In short, what Barthes implies is that if the author is not killed off, readers are tempted to link the text with the author, his life and background. With the putting aside of the author, emerges a web of multiple interpretations which all form part of one superstructure. For instance, without taking into consideration Doris Lessing, we can give her story a multitude of interpretations. Indeed, the extract can be understood as a depiction of men viewing woman as mere objects for display and possession. Or still, is it not just an exhibitionist woman showing off her beauty to others, her nudity to men, while at the same time ignoring them and thus making herself a highly desired lustful object? Still more interesting, the extract might be given a psychological aspect where three men have three different reactions towards the same female entity and or nudity. All these different interpretations may be different from each other but what imports is that they are all linked to one superstructure, namely sex. In short, the main preoccupation of the story is sexuality.
Structuralism notes that much of our imaginative world is structured of, and structured by, binary oppositions. The idea of binary oppositions, brought by the Structuralist thinker, Levi Strauss, is a fundamental way in which meaning is constructed. In A woman On a Roof, we meet with a whole series of binary oppositions, namely, sunlight versus shade, man versus woman, masculinity versus femininity, old age versus youth, single versus married and work versus rest.
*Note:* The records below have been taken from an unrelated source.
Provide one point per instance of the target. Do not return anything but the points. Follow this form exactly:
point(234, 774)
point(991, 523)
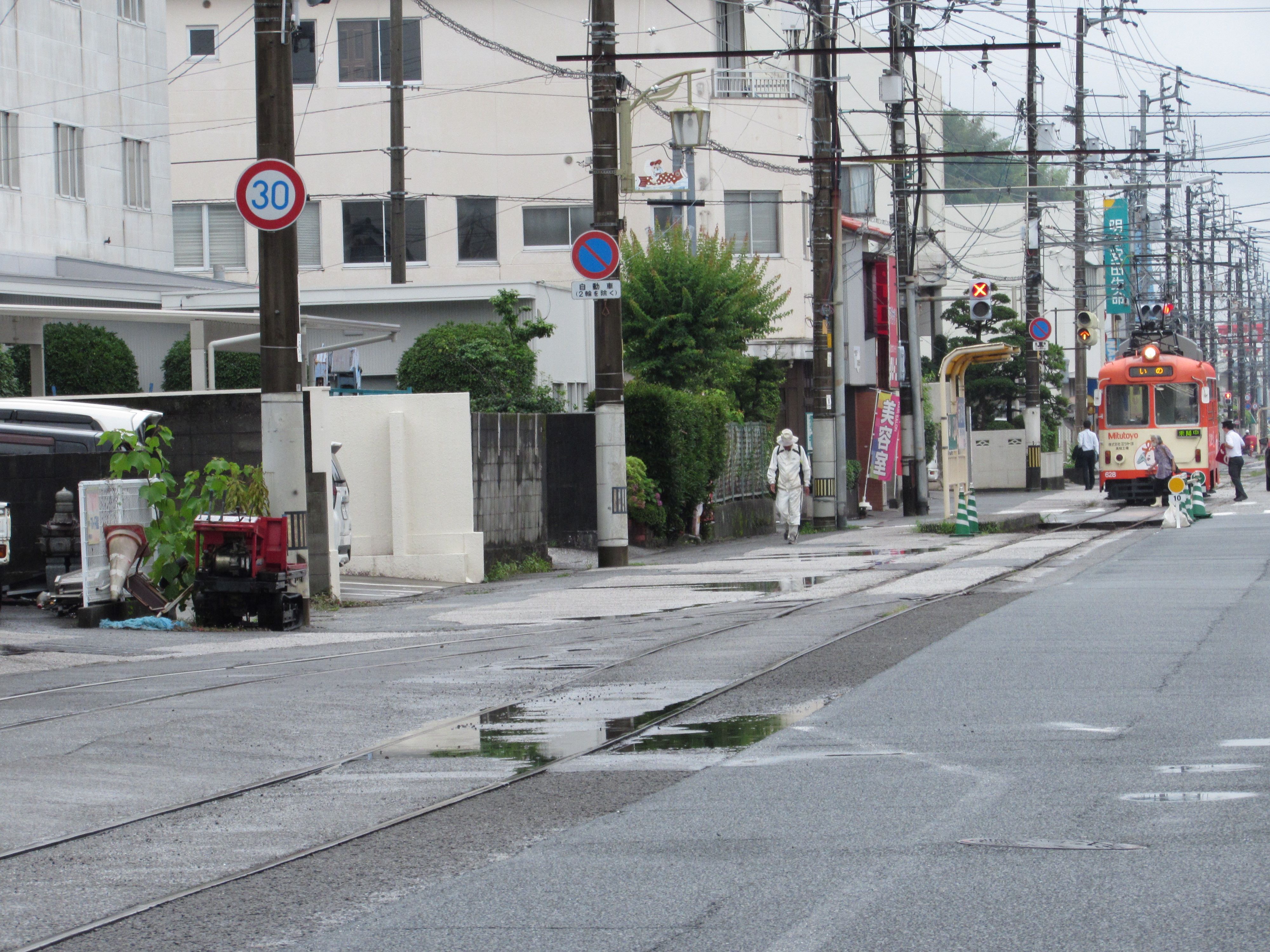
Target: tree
point(10, 385)
point(234, 371)
point(493, 364)
point(688, 318)
point(81, 360)
point(968, 134)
Indeed, it is through these sets of oppositions that meaning is constructed in this particular short extract, where we mainly see the characteristics of men of the constructing class who are tough, constantly exposed to heat, hard headed, domineering, each having their particular conception about woman in this very much sexual society.
According to the scholars of Structuralist thought, a text is meant to be studied in the particular period of time in which it is written.